The “Postal Road Warrior” has parked his trusty steed — ‘Silver Bullet’ is a 13 year old station wagon — after a month criss-crossing Oregon throughout August, fighting to save post offices and mail processing facilities. “The Postmaster General is driving the postal service into a death spiral and he must be stopped,” said Jamie Partridge, a retired mail carrier from Portland. “Fortunately, on the local level, communities can fight back.” Partridge held organizing meetings in all four Oregon cities which have mail processing facilities that are scheduled for closure – Eugene/ Springfield, Salem, Bend and Pendleton. Through the Rural Organizing Project, he was invited to address gatherings in Powell Butte, Idanha, Foster/ Cascadia, Alsea, Lorane, Walton, Deadwood, and Rickreall – all rural towns whose post offices are threatened.
The postal service is required to hold community hearings before closing or drastically reducing service at a postal facility. Postal regulations mandate that the impact on jobs, services and the local economy be considered before cutting or closing.
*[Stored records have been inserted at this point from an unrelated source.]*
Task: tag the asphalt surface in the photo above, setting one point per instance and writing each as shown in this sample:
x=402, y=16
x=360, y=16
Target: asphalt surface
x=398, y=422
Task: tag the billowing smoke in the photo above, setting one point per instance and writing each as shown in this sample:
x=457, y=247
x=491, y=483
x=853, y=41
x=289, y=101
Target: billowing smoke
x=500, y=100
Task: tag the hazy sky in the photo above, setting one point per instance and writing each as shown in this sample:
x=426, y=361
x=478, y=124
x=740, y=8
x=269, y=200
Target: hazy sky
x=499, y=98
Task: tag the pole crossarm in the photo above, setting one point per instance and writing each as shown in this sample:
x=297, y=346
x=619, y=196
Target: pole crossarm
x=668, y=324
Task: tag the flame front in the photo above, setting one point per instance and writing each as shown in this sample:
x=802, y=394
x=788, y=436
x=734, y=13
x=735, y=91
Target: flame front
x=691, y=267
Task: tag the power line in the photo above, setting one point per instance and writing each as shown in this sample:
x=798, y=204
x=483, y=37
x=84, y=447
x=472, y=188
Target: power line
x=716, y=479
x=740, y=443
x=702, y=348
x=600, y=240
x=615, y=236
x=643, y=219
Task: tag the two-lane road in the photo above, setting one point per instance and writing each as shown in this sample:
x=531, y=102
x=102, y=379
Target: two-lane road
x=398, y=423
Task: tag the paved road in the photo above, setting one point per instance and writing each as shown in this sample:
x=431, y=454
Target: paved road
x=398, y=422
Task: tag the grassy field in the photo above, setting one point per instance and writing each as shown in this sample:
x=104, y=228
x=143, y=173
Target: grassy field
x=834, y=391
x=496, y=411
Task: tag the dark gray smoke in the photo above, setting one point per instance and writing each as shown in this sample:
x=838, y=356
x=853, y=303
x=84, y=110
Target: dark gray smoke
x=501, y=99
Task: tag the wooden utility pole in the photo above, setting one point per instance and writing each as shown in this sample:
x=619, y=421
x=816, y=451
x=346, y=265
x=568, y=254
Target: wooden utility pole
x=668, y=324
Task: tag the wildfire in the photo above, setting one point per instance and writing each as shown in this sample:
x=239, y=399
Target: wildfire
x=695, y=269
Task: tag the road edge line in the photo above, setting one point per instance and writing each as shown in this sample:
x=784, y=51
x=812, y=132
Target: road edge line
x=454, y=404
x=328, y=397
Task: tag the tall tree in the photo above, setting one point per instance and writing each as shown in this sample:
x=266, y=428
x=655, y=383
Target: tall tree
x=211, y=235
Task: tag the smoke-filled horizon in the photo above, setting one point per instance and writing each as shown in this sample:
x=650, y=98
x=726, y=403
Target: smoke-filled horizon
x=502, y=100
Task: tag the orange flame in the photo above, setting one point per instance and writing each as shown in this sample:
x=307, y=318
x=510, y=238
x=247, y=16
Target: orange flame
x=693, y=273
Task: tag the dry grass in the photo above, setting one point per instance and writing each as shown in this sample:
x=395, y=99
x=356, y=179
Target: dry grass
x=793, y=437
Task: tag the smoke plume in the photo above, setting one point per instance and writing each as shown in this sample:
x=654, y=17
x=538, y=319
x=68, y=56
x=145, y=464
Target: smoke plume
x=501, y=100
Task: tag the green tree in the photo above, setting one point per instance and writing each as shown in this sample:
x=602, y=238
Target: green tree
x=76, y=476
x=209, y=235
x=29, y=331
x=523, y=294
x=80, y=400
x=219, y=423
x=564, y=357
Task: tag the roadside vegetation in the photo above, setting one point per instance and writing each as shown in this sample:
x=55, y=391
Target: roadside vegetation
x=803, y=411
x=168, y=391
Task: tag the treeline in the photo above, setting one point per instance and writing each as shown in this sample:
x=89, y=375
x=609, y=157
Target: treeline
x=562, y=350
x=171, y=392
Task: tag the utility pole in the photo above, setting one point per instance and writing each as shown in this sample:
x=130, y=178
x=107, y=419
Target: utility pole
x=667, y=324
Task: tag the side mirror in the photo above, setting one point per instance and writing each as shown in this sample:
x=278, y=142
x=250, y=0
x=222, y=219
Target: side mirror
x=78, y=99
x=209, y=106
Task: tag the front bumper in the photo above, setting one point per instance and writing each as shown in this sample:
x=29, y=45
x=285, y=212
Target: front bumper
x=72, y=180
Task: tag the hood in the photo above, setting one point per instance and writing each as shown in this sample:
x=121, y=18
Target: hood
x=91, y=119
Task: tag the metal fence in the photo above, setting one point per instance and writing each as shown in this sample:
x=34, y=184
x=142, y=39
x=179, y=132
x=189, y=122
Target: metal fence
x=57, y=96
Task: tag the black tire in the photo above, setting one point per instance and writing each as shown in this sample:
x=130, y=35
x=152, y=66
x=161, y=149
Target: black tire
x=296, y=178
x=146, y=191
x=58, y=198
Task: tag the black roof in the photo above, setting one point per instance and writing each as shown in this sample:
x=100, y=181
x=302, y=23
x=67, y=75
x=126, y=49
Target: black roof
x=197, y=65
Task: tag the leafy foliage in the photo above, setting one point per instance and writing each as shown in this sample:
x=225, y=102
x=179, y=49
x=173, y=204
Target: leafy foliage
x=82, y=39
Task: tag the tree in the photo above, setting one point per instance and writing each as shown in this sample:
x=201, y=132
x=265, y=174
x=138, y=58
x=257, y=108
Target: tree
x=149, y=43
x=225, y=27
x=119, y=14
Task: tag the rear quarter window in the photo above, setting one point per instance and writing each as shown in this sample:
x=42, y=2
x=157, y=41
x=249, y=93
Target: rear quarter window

Because of its universal service obligation, the U.S. Postal Service is not allowed to close a post office just because it is losing money. Unfortunately, according to Partridge, the USPS is dodging its own regulations by pushing rural postmasters to retire — then claiming they can’t fill the positions; by selling post offices and leasing them back – then claiming they’re unable to renegotiate the lease; and by surveying local residents with three options available: closure, drastic cuts, or privatization – not offering the option of maintaining an eight-hour post office. The USPS has announced it will begin immediately scheduling hearings in those 30 Oregon towns which have no regular postmaster.
On July 1st, Patrick R. Donahoe, the Postmaster General began massive cuts and closures to mail processing plants and rural post offices nationwide, while changing delivery standards to allow the delay of first class mail. A majority of Oregon’s mail processing plants are slated to go down. A third of its post offices (124) are scheduled to lose their full-time postmaster, which Partridge claims is a set-up for closure. Rural residents face the double whammy of delayed mail delivery due to plant closures and loss of their full-service post office.
“The cuts and closures are not necessary. Donahoe is way out of line. The postal service is not broke,” says Partridge. The service is required by a 2006 act of Congress to pre-fund retiree health benefits seventy-five years in advance, a burden not required of any other agency or company. Without the pre-fund mandate, the USPS would almost break even.
“It’s not the internet, not private competition, not labor costs, not the recession — Congress is killing the US Postal Service,” says Partridge. “Allow the USPS access to its own funds — not tax but postage funds — from the pension surplus, and the finances can be fixed.” The pension surplus involves some $60 to $85 Billion overpaid into federal retirement accounts, according to the Office of the Inspector General and the Postal Regulatory Commission. Communities and Postal Workers United, a national grassroots network, is calling on Donahoe to restore delivery standards and reverse cuts and closures while allowing Congress to fix the finances by repealing the prefunding mandate and refunding the pension surplus.
Partridge’s journey was sponsored by the Rural Organizing Project, Jobs with Justice, and Communities and Postal Workers United.